Houve uma queda de 50% no número de consultas de acompanhamento para o vírus HIV após as passagens dos ciclones Idai e Kenneth, que atingiram mais de 1 milhão de pessoas, causando mais de 600 mortes em Moçambique. O número de pessoas em tratamento também caiu para cerca de metade, segundo uma análise do Ministério da Saúde do país.

Segundo os últimos dados da Programa Conjunto das Nações Unidas sobre HIV/AIDS (UNAIDS), 2,2 milhões de pessoas em Moçambique vivem com o vírus. Isso representa cerca de 7,4% da população. Em 2018, foram registradas cerca de 150 mil novas infecções e 54 mil mortes, o que provocou uma queda na expectativa média de vida para 53,7 anos. 

O desafio para a Unaids, neste momento, é interromper as novas infecções, com uma aposta muito forte na prevenção.

Durante os dois ciclones, 113 unidades de saúde foram parciais ou totalmente danificadas, incluindo equipamento, mobiliário, medicamentos essenciais e produtos. A Organização Mundial de Saúde (OMS) estima que levará cinco anos para recuperar toda a infraestrutura de saúde danificada. “Interromper os tratamentos permite o regresso de doenças oportunistas e aumenta as taxas de transmissão”, lamenta o especialista Santinho Carvalho.

A coordenadora-residente da ONU em Moçambique, Myrta Kaulard, afirmou que, em um desastre natural, as pessoas mais vulneráveis sofrem sempre os piores impactos. Segundo ela, estas pessoas podem pessoas com deficiência, idosos ou pessoas vivendo com HIV. 
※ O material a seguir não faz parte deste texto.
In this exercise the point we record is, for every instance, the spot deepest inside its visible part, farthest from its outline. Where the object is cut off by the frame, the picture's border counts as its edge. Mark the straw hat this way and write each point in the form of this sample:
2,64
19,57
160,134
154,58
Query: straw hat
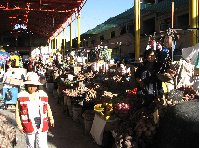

Para a diretora do Programa Conjunto das Nações Unidas sobre HIV/AIDS (UNAIDS) em Moçambique, Eva Kiwango, o governo do país está empenhado com o fim da epidemia, e pretende alcançar os objetivos até 2020. Eva Kiwango lembrou que Moçambique é um dos poucos países em África onde os trabalhadores sexuais e os homens que fazem sexo com homens não são criminalizados. Apesar disso, afirmou que ainda é necessário resolver o problema do estigma e da discriminação contra pessoas que vivem com HIV, para garantir que ninguém seja deixado para trás.

Segurança Alimentar, um outro desafio

Após ter sua casa, na província de Cabo Delgado, destruída pelo ciclone Kenneth, Luísa Maio, 36, interrompeu o tratamento dela e de três dos seus quatro filhos que vivem com HIV. A família, que já tinha dificuldades para se alimentar, teve a situação agravada depois que a tempestade arrasou os campos onde cultivava legumes.

Quatro semanas depois do ciclone, Luísa e a família receberam a visita de Melita Baka, uma ativista comunitária de iniciativa apoiada pela ONU e pela Fundação Ariel Glaser. A agente comunitária e suas colegas visitam casas de pessoas que vivem com HIV, explicando a importância de fazer diagnóstico e seguir um tratamento.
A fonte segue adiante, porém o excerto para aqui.